Mijail, el aprendiz de zapatero - Cap. X

¿Qué haces, Mijail? -preguntó el zapatero, acercándose.
El muchacho se levantó, y, tras de quitarse el mandil y de inclinarse ante los dueños de la casa, dijo:
-Perdonadme, mis queridos bienhe­chores. Dios me ha perdonado. Perdo­nadme vosotros también.
Entonces el zapatero y su mujer vie­ron que una luz resplandeciente se des­prendía de Mijail.
-Veo que no eres un hombre como los demás -dijo Semión, inclinándose ante el joven. No tengo derecho de interrogarte ni de retenerte a mi lado.
Pero te ruego que me digas una cosa. ¿Por qué estabas tan sombrío, tan ate­morizado, cuando te encontré y te traje a mi casa? ¿Por qué te serenaste cuan­do Matriona te ofreció de comer? En aquel momento sonreíste y te tranqui­lizaste. Después, cuando vino aquel se­ñor a encargarse las botas, sonreíste por segunda vez y te quedaste aún más se­reno. Y ahora que ha venido esa mu­jer con las niñas, has vuelto a sonreír y has resplandecido. Mijail, dime: ¿por qué irradia de ti una luz y por qué te has sonreído tres veces?
-Mi cuerpo resplandece porque he expiado ya mi culpa -replicó Mijail-. Dios me había castigado y ahora me perdona. Sonreí tres veces porque de­bía conocer tres palabras divinas. Supe la primera cuando tu esposa se com­padeció de mi desnudez y de mi mi­seria. Entonces sonreí por primera vez. Cuando vino aquel señor a encargarse las botas, sonreí por segunda vez, por­que fué entonces cuando se me reveló la segunda palabra. Y ahora, al ver a las niñas, me he enterado de la tercera, y he vuelto a sonreír.
-Dinos por qué te había castigado Dios y qué palabras son las que tenías que conocer, para que las sepamos tam­bién -rogó Semión.

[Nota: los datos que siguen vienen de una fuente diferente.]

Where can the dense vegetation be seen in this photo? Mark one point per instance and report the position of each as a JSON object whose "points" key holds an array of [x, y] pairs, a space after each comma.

-El Señor me castigó por mi des­obediencia. Yo era un ángel en el cielo, y le desobedecí. El Señor me envió a la tierra a buscar un alma, el alma de una mujer. Bajé a la tierra y vi a una mujer enferma, que yacía en la cama. Acababa de dar a luz dos niñas. Las pequeñas lloraban junto a su madre, que estaba demasiado débil para dar­les el pecho. Al verme, la mujer se dió cuenta de que Dios reclamaba su alma. Entonces se echó a llorar y me suplicó: "Angel de Dios; mi esposo falleció hace tres días porque se le cayó encima un árbol, cuando trabajaba en el bosque. No tengo madre, ni hermana, ni familia alguna. Mis hijitas sólo me tie­nen a mí. No te lleves mi desdichada alma. Déjame que críe a mis hijas, déjame verlas crecer. Las niñas no pue­den criarse sin madre..." Me apiadé de la mujer y la obedecí. Puse una niña junto a su seno y la otra entre sus bra­zos. Subí al cielo y, cuando estuve en presencia del Señor, le dije: "No he podido traer el alma de la mujer que acaba de dar a luz. El padre de las cria­turas ha muerto. La mujer tiene dos me­llizas y me ha suplicado que la dejase vivir el tiempo necesario para criarlas. No podrían vivir sin padre ni madre. No he podido traer su alma." "Ve en busca del alma de esa madre -me ordenó el Señor. Un día conocerás tres palabras divinas. Entonces sabrás lo que hay en los hombres, lo que no les es dado, y lo que los hace vivir. Cuando sepas esas tres palabras, volverás al cielo." Bajé a la tierra y me llevé el alma de la desgra­ciada mujer. Las niñas se soltaron del seno, el cadáver cayó hacia la izquierda y magulló el pie de una de ellas. Cuan­do volaba por encima de la aldea lle­vando el alma de la mujer, me sorpren­dió un torbellino, sentí un gran peso que me dobló las alas y mientras el alma subía al cielo, caí en tierra y quedé tendido junto al camino, completamente sin fuerzas.